Salt is portrayed as the villain in many stories in the media that tout healthy eating habits. But not everyone needs to worry about restricting their salt intake.

Last year, the Food and Drug Administration announced guidelines that ask restaurants and food manufacturers to voluntarily cut the salt they add to food by a third over the next decade. Their goal is to save thousands of lives a year by reducing the number of people with high blood pressure by cutting their salt intake.

The FDA would like Americans to consume no more than 2,300 milligrams of sodium a day, or about one teaspoon of salt. The American Heart Association suggests an even lower limit — of just 1,500 milligrams of sodium a day.

But evidence linking high sodium levels and heart disease isn’t as clear-cut as the FDA suggests.

The problem is that the science on this subject is murky. Some studies have linked salt intake to high blood pressure and heart disease, while other studies find the connection more tenuous.

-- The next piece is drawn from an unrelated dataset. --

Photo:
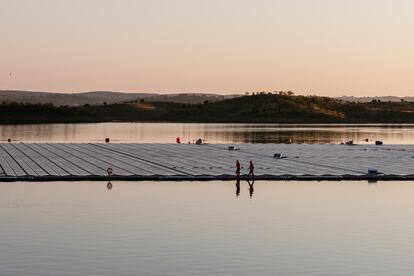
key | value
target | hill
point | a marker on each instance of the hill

Your heart and body depend on sodium to function properly. So the question is: Should you eat less salt?

Who needs to watch salt

For those people with high blood pressure, salt reduction plus a diet rich in fruits and vegetables does seem to lower blood pressure. And it just might keep you off medications. So if you have high blood pressure, restrict your salt.

For other people — the two-thirds of Americans who have normal blood pressure — our advice is less strict. That’s because for these people, the science is uncertain. Salt may not be as much of a problem for people with normal blood pressure.

If your blood pressure is normal, my advice is to avoid overdoing salt — but there is no need to eliminate it or to eat a low-salt diet. I can’t support the widespread recommendation to reduce sodium intake without better science.